But we’re getting ahead of ourselves. Before NVIDIA rolled out the red carpet for its academic and commercial adorers, it introduced a new development in its HPC product lineup promising to more than double the previous generation’s performance numbers.
The Belgian researchers who built FASTRA used a quartet of desktop GeForce 9800 GX2 cards in their supercomputing experiment to get the speed they were looking for at a reasonable price. A business relying on continuous uptime, impeccable accuracy, and drivers optimized for professional software probably wouldn’t follow suit. NVIDIA cautioned that while GeForce works great as a development platform, it’s probably not the best choice for production work.
Next question: so what would someone in a production environment use? Well, there’s Quadro—a name most workstation users likely recognize. Those cards center on the same underlying architecture as the GeForce boards with a handful of hardware enhancements and completely retooled drivers. But you’re still looking at (and paying for) a graphics product. Enter NVIDIA’s Tesla computing processor.
The new Tesla T10 and its 240 cores
A Threading Processor Cluster, in depth
Tesla is already for sale. You can hop onto NVIDIA’s online store and pick up a Tesla C870 for $1,299. The card sports specifications that look a lot like the Quadro FX 5600 (priced at $2,999 on the same site), including 1.5GB of GDDR3 memory, 128 onboard streaming processor cores and a PCI Express x16 interface. There’s no display output, through. The Tesla is exclusive to the HPC market.
For clarity’s sake, NVIDIA classifies Quadro as a superset of Tesla, armed with all of the same features, plus graphics, which is why you pay an extra $1,700 for a Quadro FX 5600 card. All three product lines—GeForce, Tesla, and Quadro—are armed with similar silicon and thus equipped to power through applications enabled by CUDA.
Tesla 10-Series, Uncovered
The big news at NVIDIA is a second generation of Tesla products based on the 10-series GPU that you’ll also see driving fresh desktop and workstation cards. The 10-series chip is massive, boasting 240 processing cores (nearly 2x its predecessor), 1.4 billion transistors (again, close to double), and close to 1 teraflop of peak single-precision processing power (you guessed it—twice that of the C870 board).
If you’ve already read reviews of the new GeForce boards, then you already have the scoop on Tesla’s T10 processor. The chip is a SIMT (single instruction, multiple thread) architecture, which allows software developers to think about their functions and threads rather than vectors. It, as mentioned, wields 240 thread processors, broken up into 30 TPAs (Threading Processor Arrays) each with eight TPs.

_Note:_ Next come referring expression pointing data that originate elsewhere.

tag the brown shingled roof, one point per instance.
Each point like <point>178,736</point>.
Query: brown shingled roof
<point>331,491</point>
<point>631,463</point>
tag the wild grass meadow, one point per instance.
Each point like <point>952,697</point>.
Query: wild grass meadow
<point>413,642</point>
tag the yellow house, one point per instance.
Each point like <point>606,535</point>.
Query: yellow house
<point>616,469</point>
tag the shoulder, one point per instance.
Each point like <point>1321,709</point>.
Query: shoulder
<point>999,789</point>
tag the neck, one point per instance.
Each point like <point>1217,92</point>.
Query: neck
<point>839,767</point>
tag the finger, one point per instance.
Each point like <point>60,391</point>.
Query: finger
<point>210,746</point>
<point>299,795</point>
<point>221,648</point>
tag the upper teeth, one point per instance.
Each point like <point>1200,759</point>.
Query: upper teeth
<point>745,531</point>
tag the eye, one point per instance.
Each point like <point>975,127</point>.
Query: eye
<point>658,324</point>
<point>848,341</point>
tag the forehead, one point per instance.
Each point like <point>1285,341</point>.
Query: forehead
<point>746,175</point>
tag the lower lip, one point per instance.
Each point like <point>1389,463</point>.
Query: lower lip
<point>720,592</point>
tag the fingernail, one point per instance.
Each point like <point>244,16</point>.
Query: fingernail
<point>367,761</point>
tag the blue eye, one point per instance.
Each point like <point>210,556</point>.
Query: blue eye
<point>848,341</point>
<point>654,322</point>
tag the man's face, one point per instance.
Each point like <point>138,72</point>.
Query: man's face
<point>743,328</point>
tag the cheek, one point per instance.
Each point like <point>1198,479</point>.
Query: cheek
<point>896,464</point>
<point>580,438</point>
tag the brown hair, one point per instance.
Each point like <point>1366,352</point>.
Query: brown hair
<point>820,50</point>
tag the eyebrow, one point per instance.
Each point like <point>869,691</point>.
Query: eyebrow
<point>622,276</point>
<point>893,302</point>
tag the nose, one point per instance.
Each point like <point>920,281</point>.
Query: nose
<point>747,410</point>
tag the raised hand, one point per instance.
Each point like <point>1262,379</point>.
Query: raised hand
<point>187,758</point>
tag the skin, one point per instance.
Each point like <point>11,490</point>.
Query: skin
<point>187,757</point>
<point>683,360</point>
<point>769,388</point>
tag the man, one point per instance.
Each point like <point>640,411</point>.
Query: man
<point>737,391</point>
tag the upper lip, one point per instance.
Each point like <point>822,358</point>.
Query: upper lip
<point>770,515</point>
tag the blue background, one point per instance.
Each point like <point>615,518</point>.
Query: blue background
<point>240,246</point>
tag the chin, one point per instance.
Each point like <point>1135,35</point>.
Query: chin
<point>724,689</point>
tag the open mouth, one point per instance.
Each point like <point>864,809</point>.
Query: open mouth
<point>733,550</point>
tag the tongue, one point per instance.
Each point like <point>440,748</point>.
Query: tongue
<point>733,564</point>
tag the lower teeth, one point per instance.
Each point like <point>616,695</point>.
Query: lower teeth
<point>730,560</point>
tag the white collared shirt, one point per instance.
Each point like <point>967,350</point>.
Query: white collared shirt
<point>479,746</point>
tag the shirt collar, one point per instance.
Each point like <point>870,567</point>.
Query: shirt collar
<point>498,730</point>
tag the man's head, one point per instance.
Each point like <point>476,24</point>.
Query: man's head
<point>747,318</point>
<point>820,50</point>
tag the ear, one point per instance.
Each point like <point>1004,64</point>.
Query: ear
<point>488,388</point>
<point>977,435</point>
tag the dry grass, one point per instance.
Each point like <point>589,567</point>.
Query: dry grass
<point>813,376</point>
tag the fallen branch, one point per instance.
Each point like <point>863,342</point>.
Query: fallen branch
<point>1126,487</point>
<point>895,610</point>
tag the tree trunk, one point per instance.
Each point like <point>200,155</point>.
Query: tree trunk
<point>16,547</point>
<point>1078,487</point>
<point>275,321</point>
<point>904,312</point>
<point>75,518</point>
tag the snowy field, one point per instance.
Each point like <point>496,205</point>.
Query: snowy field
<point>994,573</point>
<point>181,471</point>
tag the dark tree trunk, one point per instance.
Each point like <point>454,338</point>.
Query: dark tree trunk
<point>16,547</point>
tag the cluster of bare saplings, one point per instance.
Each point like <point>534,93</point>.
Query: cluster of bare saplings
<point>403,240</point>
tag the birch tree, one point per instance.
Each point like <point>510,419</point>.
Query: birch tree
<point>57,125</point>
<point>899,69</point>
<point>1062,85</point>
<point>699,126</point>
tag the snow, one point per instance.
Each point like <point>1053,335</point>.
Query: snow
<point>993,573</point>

And whereas the previous generation topped out at 1.5 GB of memory, the 10-series supports up to 4GB. If that sounds excessive, consider that HPC datasets often include terabytes worth of information. And we talked to a couple of different developers at the NVIDIA event who said they were holding out for a 4GB card before diving into this latest generation, specifically because it’d give them the most palpable gains. Memory bandwidth also gets a boost thanks to a 512-bit bus that moves up to 102 GBps, up from the 8-series’ 77 GBps peak. Of course, the new Tesla products support PCI Express 2.0, yielding gains in systems with multiple cards contending for bandwidth.
Projected performance numbers, collected by NVIDIA
Many-core versus multi-core scaling, per NVIDIA
Like the new GeForce cards, the Tesla T10 supports IEEE 754 double precision floating-point encoding—much more significant to the HPC community than the desktop. In fact, NVIDIA is confident that the addition of double-precision will open Tesla up to entire market of applications it couldn’t touch before. With that said, a couple technology partners made it a point to observe that intelligent implementation of single-precision is often times as effective as and faster than double. So, it remains to be seen how double-precision support positively affects Tesla’s adoption.